HECO said it is moving ahead with solar in a responsible way.

"We’re looking to more than double the current threshold for neighborhood circuits to accept solar systems, while ensuring we do so in a safe, reliable way so that all customers — with and without rooftop solar — are treated fairly," said Darren Pai, HECO spokes­man. "Many responsible members of the solar industry recognize the technical and policy challenges and are collaborating on solutions."

At the same time HECO announced its plan to double rooftop solar capacity, the utility asked the PUC to let it cut the rate it pays new solar customers for power sent to the grid. If approved, the rate the utility pays new solar customers on Oahu who feed excess power into the grid would fall to about 15 cents per kilowatt-hour from the retail rate, which is 29.5 cents as of January.

Harris said HECO is trying to stop rooftop solar in Hawaii, citing the utility pairing its announcement to add more rooftop solar to the grid with the request to lower the rate it would pay solar owners.

"Instead of simply working to allow more of their customers to install cleaner and cheaper sources of electricity, HECO followed the national utility playbook of trying to eliminate net energy metering," Harris said. "It is our hope that the PUC will see HECO’s plan for what it truly is: an effort to stop competition and to eliminate rooftop solar in Hawaii.
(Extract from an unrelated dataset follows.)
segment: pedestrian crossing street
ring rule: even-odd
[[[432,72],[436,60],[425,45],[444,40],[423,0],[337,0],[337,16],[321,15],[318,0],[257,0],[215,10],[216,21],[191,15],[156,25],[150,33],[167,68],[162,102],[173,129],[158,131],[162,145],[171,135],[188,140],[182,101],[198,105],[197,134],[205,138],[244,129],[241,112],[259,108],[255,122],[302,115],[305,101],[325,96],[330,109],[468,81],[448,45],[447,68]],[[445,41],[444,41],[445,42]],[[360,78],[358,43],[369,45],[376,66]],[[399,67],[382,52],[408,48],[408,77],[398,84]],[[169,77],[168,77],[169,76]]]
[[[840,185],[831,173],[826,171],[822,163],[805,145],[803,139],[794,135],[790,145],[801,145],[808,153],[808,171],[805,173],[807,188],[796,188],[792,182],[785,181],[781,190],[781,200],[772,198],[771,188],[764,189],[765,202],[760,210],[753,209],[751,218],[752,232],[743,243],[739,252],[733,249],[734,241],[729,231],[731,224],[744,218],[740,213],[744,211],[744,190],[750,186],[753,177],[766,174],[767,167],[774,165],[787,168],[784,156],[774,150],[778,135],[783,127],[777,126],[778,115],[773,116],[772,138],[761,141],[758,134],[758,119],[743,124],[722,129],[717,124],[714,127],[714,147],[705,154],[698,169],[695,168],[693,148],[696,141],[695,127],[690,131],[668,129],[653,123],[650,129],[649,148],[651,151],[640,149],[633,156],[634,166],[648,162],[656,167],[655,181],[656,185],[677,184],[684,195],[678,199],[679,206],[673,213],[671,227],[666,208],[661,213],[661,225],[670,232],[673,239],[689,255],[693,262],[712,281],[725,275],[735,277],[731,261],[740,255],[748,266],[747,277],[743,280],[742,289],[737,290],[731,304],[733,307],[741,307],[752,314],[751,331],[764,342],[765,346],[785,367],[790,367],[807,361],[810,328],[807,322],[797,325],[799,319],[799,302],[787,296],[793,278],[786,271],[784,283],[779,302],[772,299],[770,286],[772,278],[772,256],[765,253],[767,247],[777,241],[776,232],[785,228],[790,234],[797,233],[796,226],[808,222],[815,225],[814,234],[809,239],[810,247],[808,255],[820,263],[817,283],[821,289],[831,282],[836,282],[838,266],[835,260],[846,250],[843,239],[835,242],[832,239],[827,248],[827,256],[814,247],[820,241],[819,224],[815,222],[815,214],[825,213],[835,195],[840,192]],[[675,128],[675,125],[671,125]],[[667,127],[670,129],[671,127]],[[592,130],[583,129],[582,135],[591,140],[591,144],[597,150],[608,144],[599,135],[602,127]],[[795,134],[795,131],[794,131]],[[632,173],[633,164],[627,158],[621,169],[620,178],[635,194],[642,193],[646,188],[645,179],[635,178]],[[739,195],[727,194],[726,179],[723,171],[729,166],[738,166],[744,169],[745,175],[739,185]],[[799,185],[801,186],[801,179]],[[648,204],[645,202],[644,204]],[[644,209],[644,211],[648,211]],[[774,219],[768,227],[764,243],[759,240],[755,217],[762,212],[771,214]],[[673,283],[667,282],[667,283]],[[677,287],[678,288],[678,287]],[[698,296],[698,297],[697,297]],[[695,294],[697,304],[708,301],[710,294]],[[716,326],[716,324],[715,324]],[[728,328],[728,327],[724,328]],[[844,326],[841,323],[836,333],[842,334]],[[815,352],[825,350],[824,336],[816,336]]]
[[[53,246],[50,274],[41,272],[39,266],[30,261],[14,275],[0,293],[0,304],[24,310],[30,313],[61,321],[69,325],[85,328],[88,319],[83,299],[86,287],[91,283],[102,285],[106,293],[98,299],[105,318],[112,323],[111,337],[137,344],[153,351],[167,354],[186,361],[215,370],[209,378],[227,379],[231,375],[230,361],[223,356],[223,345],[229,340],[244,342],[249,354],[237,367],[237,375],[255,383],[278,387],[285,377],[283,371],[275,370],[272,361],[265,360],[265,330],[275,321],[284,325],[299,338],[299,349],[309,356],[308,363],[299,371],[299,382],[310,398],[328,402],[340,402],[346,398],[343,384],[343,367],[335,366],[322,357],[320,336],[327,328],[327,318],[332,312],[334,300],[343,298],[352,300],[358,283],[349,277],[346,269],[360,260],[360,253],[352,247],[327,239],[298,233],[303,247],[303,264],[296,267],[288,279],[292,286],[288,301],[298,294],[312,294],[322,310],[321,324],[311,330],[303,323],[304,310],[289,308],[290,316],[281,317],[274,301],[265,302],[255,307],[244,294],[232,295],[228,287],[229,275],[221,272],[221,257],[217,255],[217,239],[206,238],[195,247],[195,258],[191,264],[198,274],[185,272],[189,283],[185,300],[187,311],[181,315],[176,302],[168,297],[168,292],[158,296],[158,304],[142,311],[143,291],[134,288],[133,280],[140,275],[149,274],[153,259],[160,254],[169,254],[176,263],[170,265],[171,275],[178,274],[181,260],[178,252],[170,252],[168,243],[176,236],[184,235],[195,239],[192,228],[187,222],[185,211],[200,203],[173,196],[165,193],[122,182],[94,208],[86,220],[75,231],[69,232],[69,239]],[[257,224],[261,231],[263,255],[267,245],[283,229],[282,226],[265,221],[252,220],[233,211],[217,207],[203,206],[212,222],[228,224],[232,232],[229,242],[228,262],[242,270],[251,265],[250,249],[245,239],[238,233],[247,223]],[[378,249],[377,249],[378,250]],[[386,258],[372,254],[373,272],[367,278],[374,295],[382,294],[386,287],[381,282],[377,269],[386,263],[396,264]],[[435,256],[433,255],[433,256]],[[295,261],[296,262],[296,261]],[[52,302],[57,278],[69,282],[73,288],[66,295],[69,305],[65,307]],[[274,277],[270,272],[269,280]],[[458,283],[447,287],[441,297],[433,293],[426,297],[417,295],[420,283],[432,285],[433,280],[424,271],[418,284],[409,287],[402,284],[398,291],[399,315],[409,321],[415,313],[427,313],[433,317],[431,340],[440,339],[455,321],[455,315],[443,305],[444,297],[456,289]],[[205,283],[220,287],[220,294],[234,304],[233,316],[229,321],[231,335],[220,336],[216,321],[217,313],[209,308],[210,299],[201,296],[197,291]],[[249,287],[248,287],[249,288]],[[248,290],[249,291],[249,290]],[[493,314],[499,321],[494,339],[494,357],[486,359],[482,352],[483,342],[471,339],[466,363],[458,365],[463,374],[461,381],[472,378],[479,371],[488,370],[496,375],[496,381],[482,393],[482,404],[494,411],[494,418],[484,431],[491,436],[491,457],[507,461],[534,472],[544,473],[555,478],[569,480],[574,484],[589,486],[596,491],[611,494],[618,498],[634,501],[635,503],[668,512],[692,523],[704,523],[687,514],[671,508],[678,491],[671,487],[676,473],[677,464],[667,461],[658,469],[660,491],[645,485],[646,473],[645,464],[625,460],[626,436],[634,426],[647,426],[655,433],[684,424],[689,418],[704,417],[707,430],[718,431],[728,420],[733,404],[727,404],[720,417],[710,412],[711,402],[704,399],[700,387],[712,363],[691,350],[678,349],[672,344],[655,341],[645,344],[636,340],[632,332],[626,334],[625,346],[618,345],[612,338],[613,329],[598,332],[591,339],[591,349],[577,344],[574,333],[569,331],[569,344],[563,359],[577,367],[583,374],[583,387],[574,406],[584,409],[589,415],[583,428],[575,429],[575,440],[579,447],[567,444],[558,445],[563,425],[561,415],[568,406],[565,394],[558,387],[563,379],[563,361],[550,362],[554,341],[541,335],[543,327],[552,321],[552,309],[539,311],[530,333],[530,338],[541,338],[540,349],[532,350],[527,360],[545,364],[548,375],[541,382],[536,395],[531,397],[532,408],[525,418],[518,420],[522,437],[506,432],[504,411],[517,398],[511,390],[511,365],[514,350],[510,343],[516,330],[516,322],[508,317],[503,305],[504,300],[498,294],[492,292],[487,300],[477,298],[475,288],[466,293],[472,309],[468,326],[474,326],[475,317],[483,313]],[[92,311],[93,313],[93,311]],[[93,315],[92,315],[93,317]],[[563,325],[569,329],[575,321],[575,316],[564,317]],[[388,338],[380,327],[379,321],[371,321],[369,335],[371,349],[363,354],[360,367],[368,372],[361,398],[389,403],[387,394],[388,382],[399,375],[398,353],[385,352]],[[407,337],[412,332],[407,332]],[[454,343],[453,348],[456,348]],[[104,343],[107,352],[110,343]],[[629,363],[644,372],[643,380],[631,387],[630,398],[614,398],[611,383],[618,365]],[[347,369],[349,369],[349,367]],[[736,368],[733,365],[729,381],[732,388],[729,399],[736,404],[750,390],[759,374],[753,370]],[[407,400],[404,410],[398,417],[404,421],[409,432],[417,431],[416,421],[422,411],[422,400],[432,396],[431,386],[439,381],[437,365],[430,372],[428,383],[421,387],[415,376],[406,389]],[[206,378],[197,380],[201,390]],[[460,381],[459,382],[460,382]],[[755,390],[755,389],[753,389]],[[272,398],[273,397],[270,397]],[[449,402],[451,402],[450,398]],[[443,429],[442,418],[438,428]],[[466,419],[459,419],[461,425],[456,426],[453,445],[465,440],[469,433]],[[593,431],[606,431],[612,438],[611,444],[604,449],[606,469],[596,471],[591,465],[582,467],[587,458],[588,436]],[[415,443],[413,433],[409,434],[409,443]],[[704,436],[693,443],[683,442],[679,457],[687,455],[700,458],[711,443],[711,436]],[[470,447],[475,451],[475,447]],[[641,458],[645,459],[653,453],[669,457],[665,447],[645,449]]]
We need to prevent even larger job losses in 2015."

As of January 2015 the number of solar permits issued on Oahu fell 60 percent from the same month the year before, according to data from Marco Man­gels­dorf, president of Hilo-based ProVision Solar.

Mangelsdorf reported 277 PV permits issued in January — the lowest number in four years.

The pushback against HECO trying to end the NEM program is expected, as it makes solar less advantageous for new customers, said Man­gels­dorf.

"If this proposal were to be accepted largely intact, a new interconnect agreement would go into effect. … The value proposition to the homeowner making a direct purchase would decrease to some degree; the effect on those residential PV leasing companies that have enjoyed strong success here these past several years will likely be even more negative as the potential savings in going with a lease will not only go down significantly, but also be more difficult to calculate depending on how much of the site-generated PV power is consumed versus exported to the grid."

Unless there is a turnaround in the number of issued permits within the first six months of the year, Hawaii’s solar industry faces a dim future, Man­gels­dorf said.

"If the permit numbers stay in this range for the first half of the year, the pain experienced by the islands’ PV contractors will go from being a dull ache to sharply acute if not viability-threatening," he said.